Il segretario dei Comunisti italiani lancia dunque la sfida della riunificazione a sinistra, ma non pensa solo ai partiti: "Riproponiamo ai soggetti della sinistra, non solo ai partiti ma anche alle associazioni, alle organizzazioni dei lavoratori, ai giornali della sinistra, alle singole personalità, a tutti insomma, riproponiamo di iniziare finalmente a parlarci e a ragionare non più sul se, ma sul come procedere sulla strada dell'unità".

Quanto al Partito democratico, il giudizio di Diliberto è tutt'altro che positivo. "Si tratterà di un partito di centro-sinistra che guarda al centro, ribaltando il vecchio assunto della Democrazia cristiana. La deriva, anche al di là della volontà dei singoli e della enorme buona fede dei militanti - carne della nostra carne - sarà inevitabilmente moderata".

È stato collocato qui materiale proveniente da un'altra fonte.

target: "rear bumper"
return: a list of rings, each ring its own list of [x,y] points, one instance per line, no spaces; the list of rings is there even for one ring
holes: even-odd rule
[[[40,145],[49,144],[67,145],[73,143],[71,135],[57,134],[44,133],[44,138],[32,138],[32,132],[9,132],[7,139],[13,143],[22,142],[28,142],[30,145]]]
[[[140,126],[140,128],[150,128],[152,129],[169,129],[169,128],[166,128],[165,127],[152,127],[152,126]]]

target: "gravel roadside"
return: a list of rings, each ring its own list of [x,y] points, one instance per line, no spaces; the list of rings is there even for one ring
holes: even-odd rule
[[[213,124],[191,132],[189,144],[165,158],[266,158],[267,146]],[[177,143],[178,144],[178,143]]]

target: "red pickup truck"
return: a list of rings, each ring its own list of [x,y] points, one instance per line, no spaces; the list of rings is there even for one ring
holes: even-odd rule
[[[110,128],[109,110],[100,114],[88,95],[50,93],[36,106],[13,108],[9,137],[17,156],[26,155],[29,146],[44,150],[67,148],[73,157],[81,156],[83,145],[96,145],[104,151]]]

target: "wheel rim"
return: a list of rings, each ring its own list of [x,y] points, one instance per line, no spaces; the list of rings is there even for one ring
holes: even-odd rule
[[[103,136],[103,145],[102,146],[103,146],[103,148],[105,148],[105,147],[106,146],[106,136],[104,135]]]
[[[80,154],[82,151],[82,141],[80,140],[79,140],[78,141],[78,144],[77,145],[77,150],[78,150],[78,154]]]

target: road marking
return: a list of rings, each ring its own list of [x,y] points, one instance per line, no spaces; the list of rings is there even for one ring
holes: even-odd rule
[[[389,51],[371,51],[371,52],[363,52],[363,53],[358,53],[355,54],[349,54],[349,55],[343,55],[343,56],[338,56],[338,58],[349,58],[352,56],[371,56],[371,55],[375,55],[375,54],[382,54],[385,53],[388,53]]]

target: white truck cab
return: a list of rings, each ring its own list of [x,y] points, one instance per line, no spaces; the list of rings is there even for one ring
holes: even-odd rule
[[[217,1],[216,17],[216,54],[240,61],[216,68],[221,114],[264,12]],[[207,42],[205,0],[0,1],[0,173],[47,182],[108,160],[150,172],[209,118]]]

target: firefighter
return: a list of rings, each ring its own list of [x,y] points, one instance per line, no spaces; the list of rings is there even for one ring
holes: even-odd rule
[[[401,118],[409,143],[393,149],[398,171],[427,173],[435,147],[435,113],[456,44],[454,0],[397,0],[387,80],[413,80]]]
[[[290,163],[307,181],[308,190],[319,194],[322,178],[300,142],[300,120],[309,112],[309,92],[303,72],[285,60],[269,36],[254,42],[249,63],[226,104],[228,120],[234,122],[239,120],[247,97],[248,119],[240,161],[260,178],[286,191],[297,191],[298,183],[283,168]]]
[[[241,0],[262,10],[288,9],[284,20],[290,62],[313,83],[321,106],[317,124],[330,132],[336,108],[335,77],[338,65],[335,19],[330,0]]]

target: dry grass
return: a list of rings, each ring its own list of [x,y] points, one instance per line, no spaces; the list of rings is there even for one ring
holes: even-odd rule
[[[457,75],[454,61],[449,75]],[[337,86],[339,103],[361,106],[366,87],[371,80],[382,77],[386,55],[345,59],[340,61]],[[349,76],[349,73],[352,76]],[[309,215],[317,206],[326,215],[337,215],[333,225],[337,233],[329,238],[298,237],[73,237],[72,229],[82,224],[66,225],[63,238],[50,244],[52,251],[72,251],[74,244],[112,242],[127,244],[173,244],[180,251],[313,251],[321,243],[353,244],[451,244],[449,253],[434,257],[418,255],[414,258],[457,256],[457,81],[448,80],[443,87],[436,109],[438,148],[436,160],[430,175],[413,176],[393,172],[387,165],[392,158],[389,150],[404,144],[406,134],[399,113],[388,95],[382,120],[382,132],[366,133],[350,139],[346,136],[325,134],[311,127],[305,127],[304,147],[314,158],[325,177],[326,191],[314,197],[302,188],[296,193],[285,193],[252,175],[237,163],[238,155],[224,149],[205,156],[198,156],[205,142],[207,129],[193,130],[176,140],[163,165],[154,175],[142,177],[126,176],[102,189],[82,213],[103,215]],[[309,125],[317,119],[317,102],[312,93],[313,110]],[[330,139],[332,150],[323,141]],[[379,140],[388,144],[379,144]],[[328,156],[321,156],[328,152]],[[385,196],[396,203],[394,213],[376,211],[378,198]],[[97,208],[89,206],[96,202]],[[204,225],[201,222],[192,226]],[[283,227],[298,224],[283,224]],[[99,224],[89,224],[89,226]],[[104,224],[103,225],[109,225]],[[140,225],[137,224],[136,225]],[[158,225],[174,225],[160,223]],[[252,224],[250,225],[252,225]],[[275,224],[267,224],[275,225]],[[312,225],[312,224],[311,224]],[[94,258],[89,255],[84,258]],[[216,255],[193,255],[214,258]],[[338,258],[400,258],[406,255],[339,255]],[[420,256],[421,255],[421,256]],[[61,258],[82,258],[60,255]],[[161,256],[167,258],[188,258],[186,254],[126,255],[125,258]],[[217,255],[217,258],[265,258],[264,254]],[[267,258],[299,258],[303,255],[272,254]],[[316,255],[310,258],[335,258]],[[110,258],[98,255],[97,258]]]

Ad ogni modo non mette in dubbio i rapporti all'interno dell'alleanza di governo. "Saranno nostri alleati - ha detto Diliberto - certo. Gli rivolgiamo sinceri auguri. Ma è un approdo diverso da quello della sinistra, nonché diverso anche da quello dell'Ulivo originario, tanto caro ad Arturo Parisi."

Nel pomeriggio l'atteso intervento del premier Romano Prodi: "Il nuovo partito non è uno strappo nella storia della sinistra e sarà un partito non rivolto al centro ma di centrosinistra". Ancora più chiaro e netto il premier che davanti alla platea di Rimini dove sono riuniti i delegati del partito dei Comunisti italiani, usa un eloquio inedito rispetto al suo tradizionale: "Sia chiaro - ha detto - il Partito Democratico non impone né guide moderate né inciuci". E conclude: "Non pensate a un processo che si esaurisce, a un ripiegamento obbligato, a due debolezze che si uniscono per trovare forza: il Partito democratico è forza moderna e riformista, è esigenza collettiva".